9 comments sorted by best / new / date

    mecca9v
    What makes a Melodic minor scale a melodic minor is the fact that when you're going down the scale, you play it as if its a natural minor. So you can leave the melodic as it is, but add the fact that when you're going down the scale, you have to play a natural descending minor
    hxc_triple_og
    (1342) |---|---|---|---| |---|---|---|---| |---|-2-|---|- --| |-1-|---|-3-|-4-| Yeah, I think you did this part wrong. Thats a whole, half, whole and a half; thats the only flaw I saw. Other than that good lesson. I went over it.
    jc_beta
    Nice lesson. Try this as Mecca9v says: |-1-|---|-2-|-3-| |---|-1-|---|-3-| |---|-1-|---|-3 -|-4-| Then at the final 3 (the root) whip it back down like: |-1-|---|-3-| |-1-|---|-3-|-4-| |-1-|---|-3-|-4-| That gives you the Melodic Minor Scale. Cheers!
    jc_beta
    Sorry, that top line should be: |-1-|---|-3-|-4-| Would be tough as a 2-3! Peace.
    Gitter_Wizard
    Thats a nice observation, but there is definitely a better way of describing the types of minor scales. Intresting, however.
    Rawshik
    Great lesson!
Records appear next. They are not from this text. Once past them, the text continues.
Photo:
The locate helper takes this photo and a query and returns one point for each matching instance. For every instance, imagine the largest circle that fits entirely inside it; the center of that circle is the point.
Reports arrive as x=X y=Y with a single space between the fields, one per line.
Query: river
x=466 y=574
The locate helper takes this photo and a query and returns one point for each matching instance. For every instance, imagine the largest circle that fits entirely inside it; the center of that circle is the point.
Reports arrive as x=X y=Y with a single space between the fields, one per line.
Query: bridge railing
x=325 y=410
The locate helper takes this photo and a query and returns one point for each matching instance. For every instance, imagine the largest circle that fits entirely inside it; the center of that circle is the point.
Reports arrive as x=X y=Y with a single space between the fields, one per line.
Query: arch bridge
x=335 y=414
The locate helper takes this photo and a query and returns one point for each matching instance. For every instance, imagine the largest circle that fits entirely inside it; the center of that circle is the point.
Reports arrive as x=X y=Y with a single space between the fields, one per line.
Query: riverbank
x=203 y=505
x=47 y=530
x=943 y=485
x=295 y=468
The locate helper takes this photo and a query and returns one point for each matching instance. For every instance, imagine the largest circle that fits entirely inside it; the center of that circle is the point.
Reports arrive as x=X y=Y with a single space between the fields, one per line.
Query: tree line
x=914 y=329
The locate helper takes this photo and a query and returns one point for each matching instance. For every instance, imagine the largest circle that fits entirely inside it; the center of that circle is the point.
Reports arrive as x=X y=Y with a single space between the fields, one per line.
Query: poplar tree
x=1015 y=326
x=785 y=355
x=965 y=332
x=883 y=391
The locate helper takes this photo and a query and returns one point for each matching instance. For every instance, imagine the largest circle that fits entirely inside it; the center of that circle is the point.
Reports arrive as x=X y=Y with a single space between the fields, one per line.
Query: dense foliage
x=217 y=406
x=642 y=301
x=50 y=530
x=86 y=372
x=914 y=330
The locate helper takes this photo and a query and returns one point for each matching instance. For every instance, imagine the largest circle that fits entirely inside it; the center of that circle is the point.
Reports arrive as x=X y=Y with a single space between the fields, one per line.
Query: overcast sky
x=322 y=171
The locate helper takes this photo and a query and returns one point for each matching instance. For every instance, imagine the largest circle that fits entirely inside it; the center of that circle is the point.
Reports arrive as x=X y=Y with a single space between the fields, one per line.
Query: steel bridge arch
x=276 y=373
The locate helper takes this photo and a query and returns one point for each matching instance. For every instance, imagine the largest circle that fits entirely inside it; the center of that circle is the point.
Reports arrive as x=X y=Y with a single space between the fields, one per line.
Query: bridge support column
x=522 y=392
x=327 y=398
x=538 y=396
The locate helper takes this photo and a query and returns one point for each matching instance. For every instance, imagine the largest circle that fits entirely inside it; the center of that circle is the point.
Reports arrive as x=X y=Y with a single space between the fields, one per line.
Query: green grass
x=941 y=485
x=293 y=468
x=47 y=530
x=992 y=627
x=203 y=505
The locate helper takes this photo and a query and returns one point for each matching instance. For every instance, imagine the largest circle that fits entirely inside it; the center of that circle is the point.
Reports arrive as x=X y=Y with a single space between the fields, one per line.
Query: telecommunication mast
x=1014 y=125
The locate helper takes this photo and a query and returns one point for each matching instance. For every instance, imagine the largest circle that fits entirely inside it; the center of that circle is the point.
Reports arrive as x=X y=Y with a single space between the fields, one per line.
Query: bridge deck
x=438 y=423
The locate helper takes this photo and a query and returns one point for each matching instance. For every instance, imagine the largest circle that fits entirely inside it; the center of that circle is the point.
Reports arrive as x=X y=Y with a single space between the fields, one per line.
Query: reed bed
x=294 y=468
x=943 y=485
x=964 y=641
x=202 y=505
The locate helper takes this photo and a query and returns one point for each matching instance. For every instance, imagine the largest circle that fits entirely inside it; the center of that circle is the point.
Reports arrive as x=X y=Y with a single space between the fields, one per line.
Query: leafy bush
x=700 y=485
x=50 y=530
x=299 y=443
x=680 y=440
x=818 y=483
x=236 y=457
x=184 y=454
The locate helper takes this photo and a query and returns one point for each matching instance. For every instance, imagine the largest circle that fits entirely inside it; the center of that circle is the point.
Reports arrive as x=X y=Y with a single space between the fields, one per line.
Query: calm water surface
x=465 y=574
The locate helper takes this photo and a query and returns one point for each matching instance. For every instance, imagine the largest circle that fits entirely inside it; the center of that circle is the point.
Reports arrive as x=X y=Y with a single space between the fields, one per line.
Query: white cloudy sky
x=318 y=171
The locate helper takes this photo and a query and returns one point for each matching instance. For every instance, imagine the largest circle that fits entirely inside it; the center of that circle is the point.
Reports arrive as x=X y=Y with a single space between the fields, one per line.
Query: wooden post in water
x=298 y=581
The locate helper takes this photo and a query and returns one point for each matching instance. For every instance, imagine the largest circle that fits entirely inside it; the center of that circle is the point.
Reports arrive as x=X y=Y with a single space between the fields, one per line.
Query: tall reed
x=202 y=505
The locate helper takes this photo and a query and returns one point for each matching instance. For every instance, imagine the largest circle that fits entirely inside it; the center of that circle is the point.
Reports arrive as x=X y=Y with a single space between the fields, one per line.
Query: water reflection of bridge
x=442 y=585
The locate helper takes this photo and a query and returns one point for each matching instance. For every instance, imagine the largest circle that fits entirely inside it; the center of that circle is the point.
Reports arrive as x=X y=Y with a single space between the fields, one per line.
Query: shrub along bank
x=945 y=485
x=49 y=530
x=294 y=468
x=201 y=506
Very informative, but yes this is correct it seems.
    hxc_triple_og wrote: (1342) |---|---|---|---| |---|---|---|---| |--- |-2-|---|- --| |-1-|---|-3-|-4-| Yeah, I think you did this part wrong. Thats a whole, half, whole and a half; thats the only flaw I saw. Other than that good lesson. I went over it.